While feasible, the link between DJI and the Chinese government’s activities in Xinjiang is unconfirmed.
“It’s very unfortunate. We’ve stated unequivocally that we have had nothing to do with treatment of Uighurs in Xinjiang,” said Adam Welsh, the firm’s head of global policy.
U.S. lawmakers have echoed these concerns and others, including DJI’s reportedly large market share among casual U.S. drone users and government-backed programs.

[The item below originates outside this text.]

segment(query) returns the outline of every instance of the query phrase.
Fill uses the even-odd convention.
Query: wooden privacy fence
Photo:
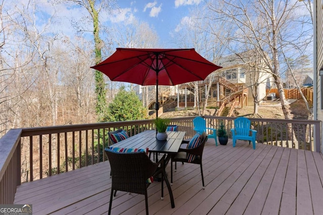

In a statement introducing Wednesday’s bill, Stefanik claimed that over half of drones sold in the U.S. are made by DJI.
CNBC estimated that the company has close to a 70 percent market share worldwide, dwarfing its rivals.
“U.S. intelligence services have warned that DJI poses a serious national security threat due to the level of sensitive information it collects and the potential for Beijing to access that data,” said FCC Commissioner Brendan Carr, a Republican, who is also leading the fight to ban TikTok. “Despite mounting evidence, the U.S. has lacked a consistent and comprehensive approach to addressing the potential threats posed by a company that might be operating as a Huawei on wings. That would end by passing the Countering CCP Drones Act.”
Carr is correct in saying that DJI drones are capable of collecting sensitive information – most are built with high-resolution cameras and can be equipped with additional sensors like thermal imagers or LiDAR.
That information can also be transmitted to a ground station via DJI’s Lightbridge system. But data obtained by the drone—unlike data about its location and identification—can be encrypted, and data sharing can be turned off entirely. It can also be operated without an internet connection.
So, while it’s not out of the question that China could be spying on us through DJI, there has yet to be any conclusive evidence brought forward by lawmakers who support a ban. Proving the link between the two won’t be easy. But speculation alone may be enough to force the U.S. government’s hand.